We considered a calprotectin threshold of 50 μg/g. However, other thresholds have been suggested [28]. The size and position of the applicable region for tailored meta-analysis is determined in part by the test positive rate – the point estimates were 0.4 when the threshold was 50 μg/g and 0.12 when the threshold was 250 μg/g. Since the test positive rate depends on the threshold, the position of the applicable region shifts as the threshold changes. A change in the position of the applicable region would likely affect the composition of the included studies in the tailored meta-analysis and hence the tailored estimates for the sensitivity and specificity. Specifically, as the threshold increases, the test positive rate decreases, and the applicable region shifts down the sensitivity/false positive rate line towards the sensitivity axis. This is more likely to yield estimates with a high specificity and low sensitivity although this would depend on the composition of the studies.

Findings in context of published evidence

The estimates from tailored meta-analysis and conventional meta-analysis were similar considering their confidence intervals. This may be because the applicable region excluded studies on both sides of its boundaries. Since both estimates represent an average of the included studies excluding studies from both sides did not have a significant impact on the averages. This is in contrast to tailored meta-analyses in the literature where studies outside the applicable region were either all outside the left boundary or all outside the right boundary of the applicable region [2, 3]. Furthermore, examples in the literature all had some studies falling into the applicable region. This was true for narrow applicable regions informed by routine data from UK screening programmes as well as wider applicable regions informed by limited UK data from a single primary care practice. In these previous examples, estimates from tailored meta-analysis fell within the applicable region and presented better estimates for the setting of interest. However, none of the published studies compared the tailored and conventional result with an estimate from the setting itself as data for the disease status following testing were not available (or collected) and the results of the tailored meta-analysis had not been validated.

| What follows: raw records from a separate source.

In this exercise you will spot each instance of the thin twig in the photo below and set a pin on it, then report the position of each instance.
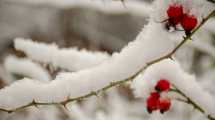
(113, 84)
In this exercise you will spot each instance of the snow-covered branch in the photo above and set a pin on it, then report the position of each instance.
(118, 69)
(70, 59)
(25, 68)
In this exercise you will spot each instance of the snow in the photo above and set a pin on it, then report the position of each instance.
(70, 59)
(119, 66)
(25, 67)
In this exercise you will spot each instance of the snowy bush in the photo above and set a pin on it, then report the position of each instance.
(85, 85)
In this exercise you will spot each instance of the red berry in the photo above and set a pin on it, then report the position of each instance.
(175, 13)
(188, 22)
(162, 85)
(164, 104)
(152, 101)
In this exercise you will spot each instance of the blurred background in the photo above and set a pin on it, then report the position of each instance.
(96, 26)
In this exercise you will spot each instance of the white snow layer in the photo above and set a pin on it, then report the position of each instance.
(26, 68)
(145, 48)
(70, 59)
(172, 71)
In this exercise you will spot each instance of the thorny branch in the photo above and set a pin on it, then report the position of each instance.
(120, 82)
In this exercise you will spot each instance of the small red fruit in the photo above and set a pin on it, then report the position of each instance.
(162, 85)
(188, 22)
(164, 104)
(152, 102)
(175, 13)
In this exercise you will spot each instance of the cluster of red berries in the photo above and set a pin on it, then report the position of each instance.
(177, 16)
(155, 101)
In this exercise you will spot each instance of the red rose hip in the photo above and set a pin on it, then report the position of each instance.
(188, 23)
(162, 85)
(152, 102)
(175, 13)
(164, 104)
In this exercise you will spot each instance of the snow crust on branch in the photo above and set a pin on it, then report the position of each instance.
(70, 59)
(26, 68)
(151, 43)
(172, 71)
(119, 66)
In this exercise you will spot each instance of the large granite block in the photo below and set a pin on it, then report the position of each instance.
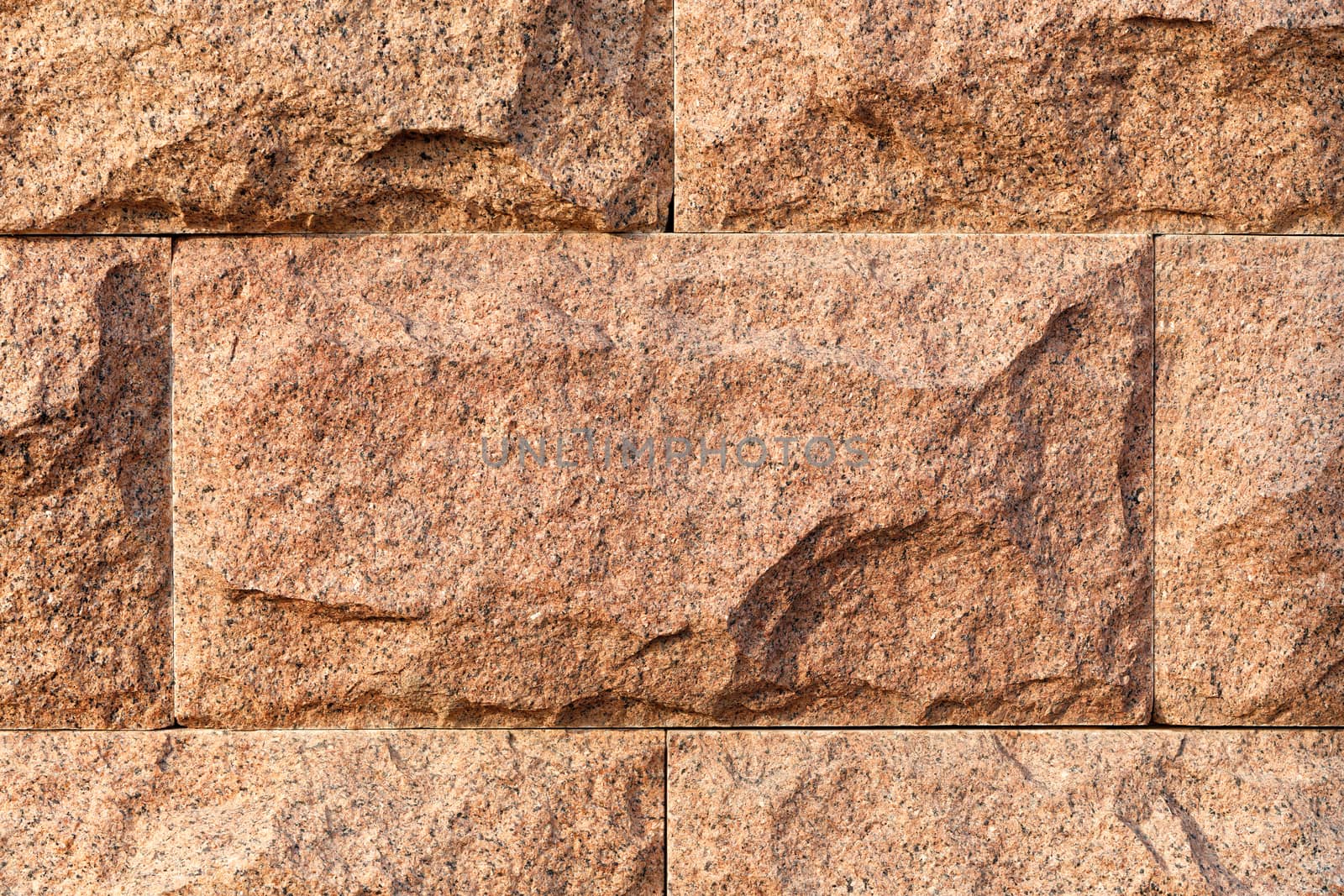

Assessment of applicability of test accuracy studies to the review question in conventional meta-analyses relies on accurate reporting of covariates, however, additional unknown factors such as disease spectrum may cause heterogeneity which is often not measurable. This is a clear advantage of tailored meta-analysis which does not rely solely on the reported information in published studies but also draws on more specific information on the clinical setting to decide which studies are applicable. This makes the overall result more plausible. As the tailored results of plausible studies using the Mahalanobis distance method was not in the applicable region and the tailored results using the binomial method was based on only three studies, we are unable to claim that the tailored result is more accurate for the primary care setting. As a result, we were unable to validate the tailored approach to meta-analysis in its current form. The tailored meta-analysis approach may require further research and development.